En ce qui concerne le Brésil, Dora Barrancos évoque également « un impact » sur les mouvements féministes locaux, mais elle souligne l’imprévisibilité d’un pays où « les difficultés sont grandes pour que puissent être adoptées des lois garantissant les droits des femmes », en raison de la faible représentation de celles-ci au Congrès (9 %) et le lobby des mouvements chrétiens fondamentalistes.

Au Mexique, prenant exemple sur l’Argentine, les féministes ont lancé leur propre « Campagne Nationale pour le droit à l’avortement légal, sans risque et gratuit » dans les trente-deux Etats du pays. L’IVG n’y est légale que dans la ville de Mexico, jusqu’à la douzième semaine de grossesse, et interdite ailleurs. « L’impressionnante mobilisation des Argentines nous remplit d’énergie et d’espoir pour toutes les femmes latino-américaines », a proclamé, sur les réseaux sociaux, le Groupe mexicain d’information sur la reproduction choisie.

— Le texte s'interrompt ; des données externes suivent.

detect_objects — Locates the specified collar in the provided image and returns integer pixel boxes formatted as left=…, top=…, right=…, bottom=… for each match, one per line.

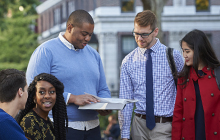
left=190, top=66, right=211, bottom=81
left=139, top=38, right=161, bottom=55
left=58, top=32, right=78, bottom=51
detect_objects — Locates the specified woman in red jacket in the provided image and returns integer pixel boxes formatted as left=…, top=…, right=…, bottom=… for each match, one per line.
left=172, top=30, right=220, bottom=140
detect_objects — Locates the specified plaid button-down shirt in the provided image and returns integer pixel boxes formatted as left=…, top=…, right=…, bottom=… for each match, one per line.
left=119, top=39, right=184, bottom=138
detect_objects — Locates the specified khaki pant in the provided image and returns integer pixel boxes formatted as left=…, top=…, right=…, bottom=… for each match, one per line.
left=131, top=116, right=172, bottom=140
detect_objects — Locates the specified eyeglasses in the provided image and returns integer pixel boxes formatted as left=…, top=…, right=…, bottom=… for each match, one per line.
left=132, top=28, right=155, bottom=38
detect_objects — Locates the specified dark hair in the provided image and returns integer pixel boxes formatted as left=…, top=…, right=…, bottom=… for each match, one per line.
left=66, top=10, right=94, bottom=27
left=0, top=69, right=27, bottom=103
left=134, top=10, right=157, bottom=30
left=16, top=73, right=68, bottom=140
left=179, top=29, right=220, bottom=85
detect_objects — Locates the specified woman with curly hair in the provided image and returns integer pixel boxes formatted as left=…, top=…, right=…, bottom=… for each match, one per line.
left=16, top=73, right=68, bottom=140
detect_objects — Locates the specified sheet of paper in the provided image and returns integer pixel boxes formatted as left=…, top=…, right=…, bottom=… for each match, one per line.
left=85, top=93, right=137, bottom=104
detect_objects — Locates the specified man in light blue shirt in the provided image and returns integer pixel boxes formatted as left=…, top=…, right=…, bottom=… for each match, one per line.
left=27, top=10, right=111, bottom=140
left=119, top=10, right=184, bottom=140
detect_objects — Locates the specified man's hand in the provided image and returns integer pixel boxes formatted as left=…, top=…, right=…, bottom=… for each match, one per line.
left=96, top=110, right=112, bottom=116
left=68, top=94, right=99, bottom=106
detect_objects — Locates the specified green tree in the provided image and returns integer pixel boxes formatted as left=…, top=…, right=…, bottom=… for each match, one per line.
left=141, top=0, right=168, bottom=42
left=0, top=0, right=38, bottom=70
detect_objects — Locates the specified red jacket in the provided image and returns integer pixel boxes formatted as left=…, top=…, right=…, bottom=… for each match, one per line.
left=172, top=67, right=220, bottom=140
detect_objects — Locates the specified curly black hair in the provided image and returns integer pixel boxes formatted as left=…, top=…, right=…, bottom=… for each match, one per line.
left=16, top=73, right=68, bottom=140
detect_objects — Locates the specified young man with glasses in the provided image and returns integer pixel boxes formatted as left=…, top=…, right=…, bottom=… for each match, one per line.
left=119, top=10, right=184, bottom=140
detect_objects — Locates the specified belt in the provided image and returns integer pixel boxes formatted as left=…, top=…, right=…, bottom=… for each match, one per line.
left=135, top=113, right=173, bottom=123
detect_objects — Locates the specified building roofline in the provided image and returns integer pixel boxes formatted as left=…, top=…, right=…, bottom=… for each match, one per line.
left=36, top=0, right=62, bottom=14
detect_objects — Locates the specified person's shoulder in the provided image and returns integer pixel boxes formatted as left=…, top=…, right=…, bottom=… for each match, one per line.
left=85, top=45, right=99, bottom=55
left=21, top=110, right=36, bottom=122
left=0, top=111, right=14, bottom=123
left=122, top=47, right=139, bottom=64
left=38, top=37, right=61, bottom=48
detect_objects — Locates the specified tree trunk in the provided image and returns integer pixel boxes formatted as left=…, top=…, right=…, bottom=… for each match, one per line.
left=141, top=0, right=168, bottom=43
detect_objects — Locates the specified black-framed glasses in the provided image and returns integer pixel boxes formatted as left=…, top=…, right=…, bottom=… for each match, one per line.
left=132, top=28, right=156, bottom=38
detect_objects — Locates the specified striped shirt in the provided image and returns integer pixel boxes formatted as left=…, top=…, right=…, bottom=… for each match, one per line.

Mais le président élu le 1er juillet, Andres Manuel Lopez Obrador, soucieux de ne pas froisser les alliés évangéliques de sa coalition, ne s’est pas prononcé, pendant sa campagne, sur l’avortement.

Le féminisme latino-américain a su tisser des alliances régionales. Lors de la Ve Rencontre féministe d’Amérique Latine et des Caraïbes, qui s’est tenue en 1990 à San Bernardo (Argentine), le 28 septembre a été institué comme Journée de lutte pour la dépénalisation de l’avortement dans la région. Une journée devenue internationale en 2012.

En Argentine, si elle approuvée par le Sénat, la loi autorisera l’IVG sur demande de la femme pendant les quatorze premières semaines de grossesse. Au-delà, l’avortement restera possible en cas de viol, de danger pour la santé de la femme enceinte et de malformation du fœtus rendant impossible la vie extra-utérine.